Ryanair Holdings Plc is poised for one of the deepest rounds of job cuts in years as Europe’s biggest budget airline responds to falling earnings and the grounding of Boeing Co.’s 737 Max jetliner.
In a video message to staff, Chief Executive Officer Michael O’Leary said the carrier has an excess of more than 500 pilots and about 400 flight attendants. On top of that it will need around 600 fewer people in those categories next summer than it had envisaged before the Max’s idling.
A spokesman for Dublin-based Ryanair confirmed the video’s authenticity and said about 900 current staff could be affected. The carrier had about 5,500 pilot posts as of March, of which about 10% appear to be at risk based on O’Leary’s comments. The carrier employs just over 9,000 flight attendants.
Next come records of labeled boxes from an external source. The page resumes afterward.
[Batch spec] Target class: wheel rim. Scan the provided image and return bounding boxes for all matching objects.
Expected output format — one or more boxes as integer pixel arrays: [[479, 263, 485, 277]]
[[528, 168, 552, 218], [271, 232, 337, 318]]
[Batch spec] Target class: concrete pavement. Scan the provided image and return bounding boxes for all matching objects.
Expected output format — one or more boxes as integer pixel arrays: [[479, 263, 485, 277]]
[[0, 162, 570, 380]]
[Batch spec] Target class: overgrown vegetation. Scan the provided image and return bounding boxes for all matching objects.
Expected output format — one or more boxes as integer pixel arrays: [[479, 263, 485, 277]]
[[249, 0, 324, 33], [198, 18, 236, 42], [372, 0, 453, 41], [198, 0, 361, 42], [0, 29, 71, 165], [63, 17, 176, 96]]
“We over the next couple of weeks will be doing our very best to minimize job losses, but some are unavoidable at this time,” O’Leary said.
Ryanair had already warned it would close some European bases and shrink others in response to the Max crisis and concerns around Brexit. Boeing Co.’s 737 Max was grounded following two fatal accidents and there’s no firm date when regulators will allow the resumption of flights.
The cuts will test Ryanair’s ability to offload staff after O’Leary agreed to recognize unions at the end of 2017. The CEO had previously warned that an organized workforce would impinge on the flexibility needed to quickly respond to shifts in the market.
The airline posted the video Monday after announcing a 21% drop in quarterly earnings hurt by higher fuel costs, faltering economies and a fare war. In the address, an apologetic O’Leary tells staff that redundancies will be detailed by the end of August once the carrier -- which has a total of 86 bases across Europe -- has engaged with airports and unions. The cuts will be enforced in September and October and again after Christmas, he added.
Shares of Ryanair, Europe’s biggest discount airline with more than 150 million passengers a year, closed 1.9% higher in Dublin.
The level of excess staff is in part due to a reduced level of employee churn, which the CEO described as having “dried up to effectively zero” in the wake of improved pay deals triggered by the unionization drive.
Strike Ballots
News of the cuts comes as Ryanair’s British and Irish pilot unions ballot members on strike action, and with the carrier’s Portuguese cabin crew planning to walk out in August. Travelers have endured some of Europe’s worst disruption for years this summer, with widespread delays and cancellations from overcrowded skies, baggage-system breakdowns and extreme weather conditions. British Airways may face its first pilot strike for four decades after losing a court bid to block walkouts on Wednesday.
Ryanair indicated on July 16 that it would trim operations, saying it expected to get no more than 30 of the 58 Max jets due from Boeing by next summer, delaying planned fleet expansion. The upgraded version of the 737 workhorse was idled and deliveries halted following the crashes off the coast of Indonesia and in Ethiopia within less than five months of each other that killed a combined 346 people.
The U.S. manufacturer is striving to return the plane to service before the end of 2019, though carriers have begun to eliminate it from their timetables into the new year.